Authors (including presenting author) :
Li CM (1), Mung MK (1), Cheung SK (1), Au-Yeung CT (1), Ho HY (1), Luk WLF (1), Leung CM (2), Lai KCC (2), Chow CYV (2) Lui CYG (1)
Affiliation :
(1) Department of Medicine & Therapeutics, (2) Department of Microbiology, Prince of Wales Hospital
Keyword 1: :
Antibiotic stewardship
Keyword 2: :
Bloodstream infections
Introduction :
Despite the availability of ample evidence supporting short-course (7 days) and oral-switch antibiotic therapy for bloodstream infection due to Enterobacterales (BSI-E), most physicians prescribe prolonged courses of intravenous antibiotics.
Objectives :
To compare the effectiveness of physician education, reminders, and a multifaceted antibiotic stewardship intervention in impacting physicians’ (1) prescription of short-course antibiotic and (2) de-escalation to oral antibiotic therapy for BSI-E
Methodology :
A pragmatic cluster-randomized controlled trial was conducted. Adult patients hospitalized in medical wards of Prince of Wales Hospital with BSI-E were included and randomized into 3 groups: (1) physician education alone; (2) education plus paper reminder; (3) education plus multifaceted antibiotic stewardship intervention.

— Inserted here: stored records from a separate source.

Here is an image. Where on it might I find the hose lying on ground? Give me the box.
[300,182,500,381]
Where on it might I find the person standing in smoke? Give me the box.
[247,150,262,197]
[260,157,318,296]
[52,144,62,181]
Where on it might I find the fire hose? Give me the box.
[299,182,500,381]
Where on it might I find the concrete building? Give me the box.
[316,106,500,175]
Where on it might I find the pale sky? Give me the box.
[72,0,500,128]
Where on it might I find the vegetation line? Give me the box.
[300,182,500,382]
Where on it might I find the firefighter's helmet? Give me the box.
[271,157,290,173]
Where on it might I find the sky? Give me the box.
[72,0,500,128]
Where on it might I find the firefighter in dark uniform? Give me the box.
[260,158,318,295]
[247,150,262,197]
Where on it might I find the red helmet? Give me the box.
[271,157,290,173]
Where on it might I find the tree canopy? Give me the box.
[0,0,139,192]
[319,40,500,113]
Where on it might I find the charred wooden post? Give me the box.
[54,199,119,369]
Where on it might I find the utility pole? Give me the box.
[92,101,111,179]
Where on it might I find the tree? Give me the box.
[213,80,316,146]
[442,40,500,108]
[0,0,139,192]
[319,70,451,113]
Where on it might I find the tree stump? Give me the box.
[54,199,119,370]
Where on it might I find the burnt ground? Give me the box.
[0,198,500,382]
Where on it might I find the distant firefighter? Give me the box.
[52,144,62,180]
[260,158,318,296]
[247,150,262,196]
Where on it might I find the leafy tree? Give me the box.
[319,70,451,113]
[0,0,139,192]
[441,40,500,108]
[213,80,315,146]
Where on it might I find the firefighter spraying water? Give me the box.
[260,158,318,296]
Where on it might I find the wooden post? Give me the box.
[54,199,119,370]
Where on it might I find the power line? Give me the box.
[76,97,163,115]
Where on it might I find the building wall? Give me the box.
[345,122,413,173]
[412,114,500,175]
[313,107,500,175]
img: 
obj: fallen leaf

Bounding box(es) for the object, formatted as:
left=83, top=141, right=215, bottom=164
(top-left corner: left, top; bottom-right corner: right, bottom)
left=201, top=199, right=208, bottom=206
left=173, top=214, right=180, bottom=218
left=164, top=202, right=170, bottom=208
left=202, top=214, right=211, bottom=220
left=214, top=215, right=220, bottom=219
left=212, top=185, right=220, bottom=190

Exclusion criteria were infections requiring prolonged treatment, nosocomial infection or death before day 7 of effective antibiotic treatment, inadequate source control, and neutropenia or recent stem cell transplant. The primary outcome was the proportion of patients receiving 7 days of effective antibiotic therapy. Secondary outcomes were proportion of patients with oral switch, 30-day mortality, length of stay and re-admission within 90 days. Intention-to-treat (all randomized patients) and modified intention-to-treat analyses (excluding patients who met exclusion criteria after randomization) were performed.
Result & Outcome :
We recruited 472 patients (group 1: 144, group 2: 162, group 3: 166); 204 (43.2%) were men, and the median age was 79.5 years. The most common infections were urinary (316, 66.9%), and the most common pathogens were Escherichia coli (358, 75.8%). The proportions of patients who received 7 days of effective antibiotics were 40 (27.8%), 55 (34.0%) and 116 (69.9%) in groups 1, 2 and 3 respectively (p< 0.001). Among the 342 patients with susceptible oral antibiotics, 48 (49.5%), 64 (51.2%), and 78 (65.0%) in groups 1, 2 and 3 respectively were switched to oral antibiotics (p=0.034). Thirty patients (6.4%) died within 30 days. Other secondary outcomes were similar across the three groups. Conclusions:
Antibiotics stewardship team intervention significantly improved short-course oral-switch antibiotic therapy for BSI-E, compared with physician education and paper reminders.